OpenAI has recently announced the creation of its latest deep learning model, GPT-4. It is a large multimodal model that accepts image and text inputs and outputs text. While GPT-4 is not as capable as humans in many real-world scenarios, it has shown human-level performance on various professional and academic benchmarks.
Access to GPT-4
GPT-4's text input capability is now available via ChatGPT Plus and the API, with a waitlist. OpenAI is also collaborating closely with a single partner to prepare the image input capability for wider availability. Additionally, OpenAI is open-sourcing OpenAI Evals, their framework for automated evaluation of AI model performance, to allow anyone to report shortcomings in their models to help guide further improvements.
GPT-4's Capabilities
GPT-4 is a multimodal model that can accept both image and text inputs and generate text outputs. While it is not as capable as humans in real-world scenarios, it has achieved human-level performance on several academic and professional benchmarks.
OpenAI tested them on a variety of benchmarks, including simulating exams that were originally designed for humans. They tested GPT-4 using the most recent publicly-available tests (in the case of the Olympiads and AP free response questions) or by purchasing 2022–2023 editions of practice exams. OpenAI did no specific training for these exams. A minority of the problems in the exams were seen by the model during training, but they believe the results to be representative.

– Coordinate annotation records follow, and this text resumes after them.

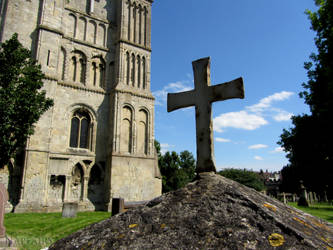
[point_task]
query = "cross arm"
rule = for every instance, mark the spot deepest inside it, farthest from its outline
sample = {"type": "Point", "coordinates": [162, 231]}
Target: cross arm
{"type": "Point", "coordinates": [228, 90]}
{"type": "Point", "coordinates": [181, 100]}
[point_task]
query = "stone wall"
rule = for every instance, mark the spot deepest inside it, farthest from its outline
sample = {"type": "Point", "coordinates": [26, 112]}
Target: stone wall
{"type": "Point", "coordinates": [86, 148]}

GPT-4 has shown better performance than GPT-3.5 on the benchmarks, exhibiting human-level performance on various professional and academic exams, such as passing a simulated bar exam with a score around the top 10% of test takers. In contrast, GPT-3.5's score was around the bottom 10%.

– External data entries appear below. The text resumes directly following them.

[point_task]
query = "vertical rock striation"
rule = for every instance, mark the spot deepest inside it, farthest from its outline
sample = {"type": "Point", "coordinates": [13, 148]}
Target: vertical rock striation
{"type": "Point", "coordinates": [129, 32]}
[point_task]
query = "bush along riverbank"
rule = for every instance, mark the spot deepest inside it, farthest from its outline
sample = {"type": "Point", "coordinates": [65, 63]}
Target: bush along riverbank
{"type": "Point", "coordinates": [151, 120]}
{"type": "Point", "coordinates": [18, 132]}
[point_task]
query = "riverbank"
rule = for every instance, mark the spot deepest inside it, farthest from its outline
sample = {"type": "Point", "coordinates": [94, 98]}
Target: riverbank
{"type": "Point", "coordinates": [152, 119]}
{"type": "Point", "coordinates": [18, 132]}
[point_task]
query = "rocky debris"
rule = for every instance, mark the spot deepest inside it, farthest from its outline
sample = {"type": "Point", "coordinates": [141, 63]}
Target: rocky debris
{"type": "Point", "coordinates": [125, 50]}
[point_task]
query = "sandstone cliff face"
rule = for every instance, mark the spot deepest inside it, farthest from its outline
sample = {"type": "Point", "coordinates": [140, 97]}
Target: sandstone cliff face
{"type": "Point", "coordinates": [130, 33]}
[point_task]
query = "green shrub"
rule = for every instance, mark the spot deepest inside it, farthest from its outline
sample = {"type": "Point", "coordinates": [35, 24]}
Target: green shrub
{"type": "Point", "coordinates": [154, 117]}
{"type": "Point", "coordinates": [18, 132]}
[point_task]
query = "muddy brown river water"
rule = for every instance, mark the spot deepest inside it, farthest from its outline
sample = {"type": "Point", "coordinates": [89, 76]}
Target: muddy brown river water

OpenAI has also shared the estimated percentile lower bound among test-takers for each exam. The results showed that GPT-4 performed better than GPT-3.5 in all the tests. For example, GPT-4 scored 298 out of 400 on the Uniform Bar Exam (MBE+MEE+MPT), which is around the 90th percentile, while GPT-3.5 scored 213 out of 400, around the 10th percentile. The results demonstrate the significant improvement that GPT-4 has achieved over its predecessor.

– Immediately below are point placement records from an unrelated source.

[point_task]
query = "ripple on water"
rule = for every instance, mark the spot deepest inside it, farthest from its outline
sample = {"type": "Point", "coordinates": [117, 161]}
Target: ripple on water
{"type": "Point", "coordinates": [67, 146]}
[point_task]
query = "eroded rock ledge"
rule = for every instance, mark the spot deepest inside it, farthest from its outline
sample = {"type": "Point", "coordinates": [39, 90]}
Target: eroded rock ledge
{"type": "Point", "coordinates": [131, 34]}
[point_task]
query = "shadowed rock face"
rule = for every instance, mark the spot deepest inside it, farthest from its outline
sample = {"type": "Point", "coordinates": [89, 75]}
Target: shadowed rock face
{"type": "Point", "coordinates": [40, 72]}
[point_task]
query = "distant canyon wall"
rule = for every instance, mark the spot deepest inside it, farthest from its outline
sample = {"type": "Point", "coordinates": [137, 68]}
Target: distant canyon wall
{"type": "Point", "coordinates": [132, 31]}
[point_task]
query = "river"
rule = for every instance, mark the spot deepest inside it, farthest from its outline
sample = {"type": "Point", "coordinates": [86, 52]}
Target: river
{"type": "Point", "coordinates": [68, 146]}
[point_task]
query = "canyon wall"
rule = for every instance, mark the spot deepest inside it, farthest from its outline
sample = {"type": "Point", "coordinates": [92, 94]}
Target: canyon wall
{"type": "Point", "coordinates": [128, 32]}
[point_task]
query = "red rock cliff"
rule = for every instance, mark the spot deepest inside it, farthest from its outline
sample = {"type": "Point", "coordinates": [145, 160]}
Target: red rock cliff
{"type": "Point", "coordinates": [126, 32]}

GPT-4 scored high on traditional machine learning benchmarks, outperforming existing large language models.
Safety and alignment
In addition to its advanced language processing capabilities, GPT-4 is designed with safety and alignment in mind. OpenAI spent six months making the model safer and more aligned, resulting in a system that is 82% less likely to respond to requests for disallowed content and 40% more likely to produce factual responses than GPT-3.5 on internal evaluations. OpenAI achieved this by incorporating more human feedback, including feedback from ChatGPT users, and working with over 50 experts in domains such as AI safety and security.
Built with GPT-4
OpenAI has released some information about companies that are already integrating ChatGPT in their product, some of them are:
- Duolingo
- Be My Eyes
- Stripe
- Morgan Stanley
- Government of Iceland
Conclusion
GPT-4 is the latest achievement in OpenAI's efforts to scale up deep learning. It is a large multimodal model that has achieved human-level performance on various academic and professional benchmarks. Although it is still far from perfect, it exhibits improved factuality, steerability, and adherence to guardrails, making it more reliable, creative, and able to handle nuanced instructions than its predecessor, GPT-3.5. We are excited to see what GPT4 brings after seeing the hype and incredible amount of products that raised from ChatGPT.